Science Fiction Theatre – Doctor Robot (11/30/56)

This week, Truman Bradley is excited to show us a keyboard on which the keys play sounds from the English language.  Maybe I’m not appreciating this leap in technology, but it is pretty unimpressive.  He says the goal is to create “a machine that translates a given text from one language to another.”  So far they have invented the See n’ Say. [1] Baby steps, I guess.

Dr. Edgar Barnes, head of Operation Polyglot, has come in early to see if anyone was tampering with the machines.  He finds that someone has soldered some wires to a terminal.  Worse, he realizes it will take a year of programming to make the machine understand the word “solder” does not rhyme with colder.  He also notices the debris leftover from some computer punch-cards.

He takes the bits of paper to Security Chief Phil Coulson — wait, what?  They go back to the lab.  Barnes — is his nickname Bucky by any chance? — shows him the typewriter where words are input, and the other typewriter where they come out in “French, German, Spanish, Russian and Chinese” although I am dubious of a 1956 Smith Corona having a 废话 key. [2]

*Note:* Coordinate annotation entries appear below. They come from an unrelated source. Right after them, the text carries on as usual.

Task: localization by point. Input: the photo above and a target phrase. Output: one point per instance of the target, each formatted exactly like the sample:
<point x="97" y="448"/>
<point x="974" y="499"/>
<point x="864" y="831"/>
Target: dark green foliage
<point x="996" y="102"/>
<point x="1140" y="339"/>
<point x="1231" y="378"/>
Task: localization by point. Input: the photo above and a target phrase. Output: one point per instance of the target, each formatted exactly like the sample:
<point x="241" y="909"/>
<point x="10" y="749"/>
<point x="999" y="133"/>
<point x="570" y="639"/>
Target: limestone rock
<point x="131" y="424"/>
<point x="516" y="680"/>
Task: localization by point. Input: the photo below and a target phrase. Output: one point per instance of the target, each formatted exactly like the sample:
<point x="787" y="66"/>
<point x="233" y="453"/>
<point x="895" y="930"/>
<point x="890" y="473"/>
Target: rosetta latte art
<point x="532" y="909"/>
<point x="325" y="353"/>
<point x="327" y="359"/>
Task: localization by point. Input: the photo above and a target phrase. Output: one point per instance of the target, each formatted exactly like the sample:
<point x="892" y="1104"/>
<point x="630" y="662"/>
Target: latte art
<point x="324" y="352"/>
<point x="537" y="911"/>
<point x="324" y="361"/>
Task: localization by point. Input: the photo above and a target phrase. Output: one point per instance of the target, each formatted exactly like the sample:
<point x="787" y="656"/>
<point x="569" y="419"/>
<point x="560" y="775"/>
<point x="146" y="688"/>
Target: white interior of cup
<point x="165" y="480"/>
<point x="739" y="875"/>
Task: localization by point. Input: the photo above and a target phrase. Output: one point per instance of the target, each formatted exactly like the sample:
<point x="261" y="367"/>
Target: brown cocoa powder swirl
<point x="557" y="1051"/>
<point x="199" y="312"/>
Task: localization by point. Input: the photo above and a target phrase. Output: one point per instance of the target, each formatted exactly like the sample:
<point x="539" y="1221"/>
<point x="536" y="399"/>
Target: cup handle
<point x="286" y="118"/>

He says no one could have punched those cards except his 3 subordinates.  But they passed the rigorous 1956 security screening by being US citizens over 21, white, male, and owning a hat.  Coulson goes undercover as a member of the foundation supporting their work, and takes the gang out to dinner.  They discuss what they do in their off hours.  Sadly, Dr. Lopert’s wife “has been ill for some time” so he hangs out at the lab most of the time.  A government worker putting in those kind of hours sounds suspicious to our guys, so they go back to the lab and go through his desk.  They find letters written in several languages.  Luckily, they have just the machine to translate them.

After a couple of embarrassing letters to Russian mail-order bride magazines, they discover a letter from a German doctor stating his experience treating sub-acute bacterial endocarditis — hey, that’s what Mrs. Lopert suffers from!  So, Lopert has been using the machine to help his wife.  Coulson still thinks there might be something nefarious encoded in the letters, but he thought the same thing about his Alpha-Bits this morning.  After all, a man with a sick wife might be willing to sell secrets to the Russkis for cash or a coupon to upgrade his new mail-order wife from a dumpy 1950’s model to a swinging 1960’s Commie babe.  A search of Lopert’s home reveals a soldering iron and punch-cards.

I don’t know what this is, but it was a recommendation from dailymotion on this same page.

They catch Lopert in the lab that night tinkering with the computer.  He says he is using its logic to assess the best surgical treatment for his wife.  Touched by this, Coulson helps him and they work through the night.  The computer finally recommends a medical strategy, and even provides a contingency plan in case the procedure fails — insist on a Ukrainian girl.

The Loperts accept the computer’s decision and Mrs. L. has the operation.  In no time she is back in great health, and Lopert has lost his deposit from the magazine.  Even better, a grant has been approved for him to continue researching medical applications of the device.

Despite the always welcome presence of the gnome-like Whit Bissell, one of the series bigger slogs.

Other Stuff:

  • [1]  Why is the turkey quacking like a duck?  Maybe this technology is trickier than I thought.
  • [UPDATE] Starting the video a bit earlier, I see the pointer started on the duck.  I am not going erase the observation, though, because it was literally the most entertainment I got from the episode.  And in fairness — to me — it is a pretty poor design.  You point at the animal you want to hear, then pull the string.  The pointer spins while the noise plays.  There is nothing to contemporaneously associate the sound to the original selection.
  • [2]  A little off-point here, but what do Chinese people eat for breakfast?  They have lunch and dinner covered, but where are the Chinese joints open at 6 am for breakfast?